Invalid XML character in json file

Invalid XML character in json file

Hi,
I am trying to parse a json file and I am getting following error,
Error on line 67114 of document  : An invalid XML character (Unicode: 0x3) was found in the element content of the document. Nested exception: An invalid XML character (Unicode: 0x3) was found in the element content of the document.
I checked the location in the file and it has value like, left\"
I checked XML unicode library and applied various replaceAll functions like,
.replaceAll("\r\n", "")
.replaceAll("\r", "")
.replaceAll("\n", "")
.replaceAll("\\0xA0", "")
.replaceAll("\\0x3", "")
in various combinations. Still didn't help.
One search lead to indication that it is an control character which comes due to error while encoding the file, thus used .replaceAll("\\0xA0", "").
Another thing I tried was to transfer data from original file (.txt) to another file (.txt) and kept encoding to UTF-8 on both sides. Used the output as Input, still same error. Tried same by converting in (.json) file.
Also replaced words 'xml' and '!DOCTYPE' from file in order to avoid XML conflict, still same issue.
Actually tFileInputJSON itself is giving error, so rule out any issues with tMap and other components.
Can someone shed some light on this issue??
Moderator

Re: Invalid XML character in json file

Hi,
Could you please try to replace carater ascii 0x8 by empty carater (string)
String.replaceAll("\\x08","")

 to see if it is OK with you?
Best regards
Sabrina
--
Don't forget to give kudos when a reply is helpful and click Accept the solution when you think you're good with it.
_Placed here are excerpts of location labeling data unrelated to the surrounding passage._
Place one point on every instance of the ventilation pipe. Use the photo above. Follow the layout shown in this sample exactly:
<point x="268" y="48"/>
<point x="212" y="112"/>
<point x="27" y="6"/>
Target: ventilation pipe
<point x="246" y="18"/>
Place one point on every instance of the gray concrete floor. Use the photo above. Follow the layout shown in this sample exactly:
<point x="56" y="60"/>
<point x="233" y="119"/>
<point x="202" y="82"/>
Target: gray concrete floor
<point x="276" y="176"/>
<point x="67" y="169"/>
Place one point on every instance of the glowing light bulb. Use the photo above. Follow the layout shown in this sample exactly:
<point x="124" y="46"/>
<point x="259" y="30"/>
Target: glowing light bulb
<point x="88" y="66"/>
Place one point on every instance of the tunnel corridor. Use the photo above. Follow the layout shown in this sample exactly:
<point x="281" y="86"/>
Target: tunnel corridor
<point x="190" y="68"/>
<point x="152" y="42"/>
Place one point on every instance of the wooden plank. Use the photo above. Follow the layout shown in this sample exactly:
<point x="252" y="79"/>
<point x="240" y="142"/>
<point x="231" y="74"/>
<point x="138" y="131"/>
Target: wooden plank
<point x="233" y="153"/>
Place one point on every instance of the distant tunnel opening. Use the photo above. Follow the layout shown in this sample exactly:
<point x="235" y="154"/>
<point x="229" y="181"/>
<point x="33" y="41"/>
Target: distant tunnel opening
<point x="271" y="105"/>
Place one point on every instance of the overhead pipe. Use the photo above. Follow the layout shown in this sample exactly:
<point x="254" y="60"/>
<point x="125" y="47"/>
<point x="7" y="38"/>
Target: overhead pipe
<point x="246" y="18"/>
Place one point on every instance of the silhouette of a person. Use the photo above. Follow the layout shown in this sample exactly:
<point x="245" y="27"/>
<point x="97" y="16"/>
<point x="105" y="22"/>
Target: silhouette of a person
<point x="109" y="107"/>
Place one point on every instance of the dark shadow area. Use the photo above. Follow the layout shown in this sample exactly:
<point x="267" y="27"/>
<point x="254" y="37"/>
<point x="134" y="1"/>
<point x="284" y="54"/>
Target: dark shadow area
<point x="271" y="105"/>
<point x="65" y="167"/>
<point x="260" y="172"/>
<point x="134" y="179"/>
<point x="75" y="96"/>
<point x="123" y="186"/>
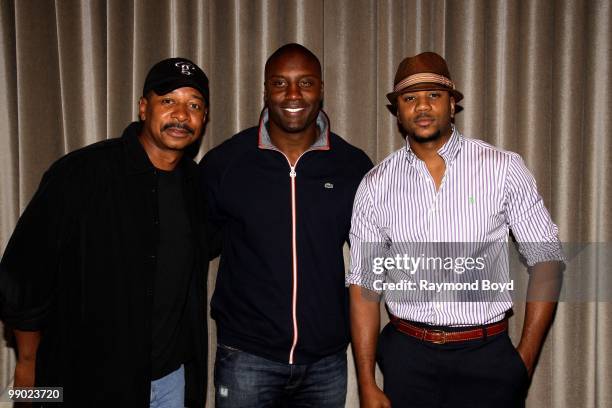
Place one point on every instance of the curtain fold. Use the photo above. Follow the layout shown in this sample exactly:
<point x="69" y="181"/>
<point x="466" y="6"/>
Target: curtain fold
<point x="536" y="75"/>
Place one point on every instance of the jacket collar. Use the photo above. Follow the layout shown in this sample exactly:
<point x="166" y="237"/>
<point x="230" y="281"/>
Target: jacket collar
<point x="137" y="160"/>
<point x="322" y="142"/>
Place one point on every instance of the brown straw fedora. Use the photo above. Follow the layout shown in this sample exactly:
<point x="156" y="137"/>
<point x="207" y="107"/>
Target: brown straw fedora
<point x="423" y="72"/>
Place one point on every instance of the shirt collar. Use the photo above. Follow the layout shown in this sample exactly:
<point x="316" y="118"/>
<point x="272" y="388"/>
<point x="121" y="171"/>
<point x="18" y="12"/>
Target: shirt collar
<point x="322" y="142"/>
<point x="448" y="152"/>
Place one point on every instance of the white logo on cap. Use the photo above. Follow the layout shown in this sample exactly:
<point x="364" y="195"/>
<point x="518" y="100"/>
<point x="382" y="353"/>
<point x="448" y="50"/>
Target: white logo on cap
<point x="185" y="67"/>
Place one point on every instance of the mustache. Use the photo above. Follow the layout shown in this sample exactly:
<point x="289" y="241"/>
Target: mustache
<point x="294" y="106"/>
<point x="178" y="125"/>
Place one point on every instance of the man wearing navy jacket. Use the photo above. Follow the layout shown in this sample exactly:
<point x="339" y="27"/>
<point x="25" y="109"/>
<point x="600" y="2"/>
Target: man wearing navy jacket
<point x="282" y="195"/>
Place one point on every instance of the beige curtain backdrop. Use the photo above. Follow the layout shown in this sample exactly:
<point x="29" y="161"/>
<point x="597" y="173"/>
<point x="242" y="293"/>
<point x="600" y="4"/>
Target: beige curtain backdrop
<point x="536" y="74"/>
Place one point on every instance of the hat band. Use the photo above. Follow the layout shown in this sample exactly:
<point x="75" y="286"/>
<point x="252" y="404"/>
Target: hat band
<point x="425" y="77"/>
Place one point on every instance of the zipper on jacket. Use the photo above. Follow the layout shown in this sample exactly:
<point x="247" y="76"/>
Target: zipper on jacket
<point x="292" y="176"/>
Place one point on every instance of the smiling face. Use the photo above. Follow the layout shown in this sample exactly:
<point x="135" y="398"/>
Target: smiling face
<point x="173" y="121"/>
<point x="426" y="115"/>
<point x="293" y="92"/>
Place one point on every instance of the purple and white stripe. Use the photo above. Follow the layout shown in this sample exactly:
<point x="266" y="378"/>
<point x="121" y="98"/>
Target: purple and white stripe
<point x="485" y="192"/>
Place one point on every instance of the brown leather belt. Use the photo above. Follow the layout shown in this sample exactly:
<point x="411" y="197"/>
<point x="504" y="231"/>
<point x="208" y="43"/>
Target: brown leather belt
<point x="442" y="337"/>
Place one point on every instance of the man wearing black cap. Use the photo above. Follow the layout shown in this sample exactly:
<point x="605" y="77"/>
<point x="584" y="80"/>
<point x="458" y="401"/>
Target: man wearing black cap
<point x="429" y="232"/>
<point x="103" y="279"/>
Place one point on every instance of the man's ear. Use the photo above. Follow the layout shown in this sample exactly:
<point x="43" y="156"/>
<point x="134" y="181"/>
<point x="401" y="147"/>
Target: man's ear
<point x="142" y="108"/>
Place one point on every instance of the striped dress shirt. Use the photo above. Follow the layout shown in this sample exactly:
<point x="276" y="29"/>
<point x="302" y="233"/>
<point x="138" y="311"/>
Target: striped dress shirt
<point x="485" y="193"/>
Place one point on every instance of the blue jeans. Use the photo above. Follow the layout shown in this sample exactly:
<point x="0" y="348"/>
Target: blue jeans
<point x="243" y="380"/>
<point x="169" y="391"/>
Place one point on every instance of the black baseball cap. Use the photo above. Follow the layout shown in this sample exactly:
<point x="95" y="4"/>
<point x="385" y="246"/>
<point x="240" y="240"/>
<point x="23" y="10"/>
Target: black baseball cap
<point x="173" y="73"/>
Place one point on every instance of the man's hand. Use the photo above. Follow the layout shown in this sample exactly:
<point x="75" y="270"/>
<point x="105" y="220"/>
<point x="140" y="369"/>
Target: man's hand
<point x="27" y="345"/>
<point x="372" y="397"/>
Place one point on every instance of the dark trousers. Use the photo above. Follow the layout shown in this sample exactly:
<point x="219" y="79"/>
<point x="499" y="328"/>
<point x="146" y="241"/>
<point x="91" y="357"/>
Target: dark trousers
<point x="486" y="373"/>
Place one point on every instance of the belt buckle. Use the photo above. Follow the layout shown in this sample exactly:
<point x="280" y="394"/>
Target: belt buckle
<point x="440" y="333"/>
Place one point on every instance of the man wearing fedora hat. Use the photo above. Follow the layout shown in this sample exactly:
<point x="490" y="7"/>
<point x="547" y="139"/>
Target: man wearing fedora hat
<point x="104" y="277"/>
<point x="446" y="197"/>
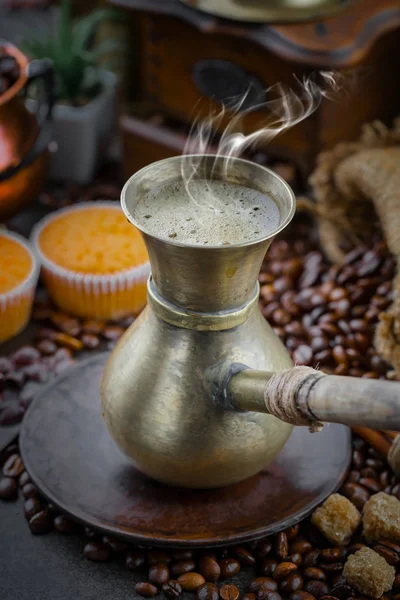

Re: Invalid XML character in json file

Hi xdshi,
Thanks for solution... It didn't help completely, but helped up to some extent.
Before, the above mentioned issue would occur previously when the file would be read by tFileInputJSON... But now it reads the file, parses certain rows until it hits the line with invalid XML characters. Once invalid XML character comes up.. everyting after it is skipped...
A PHP colleague of mine provided me this query,
strip_tags($js->htmlContent->htmlBody)
Can't figure out how to use it in Talend..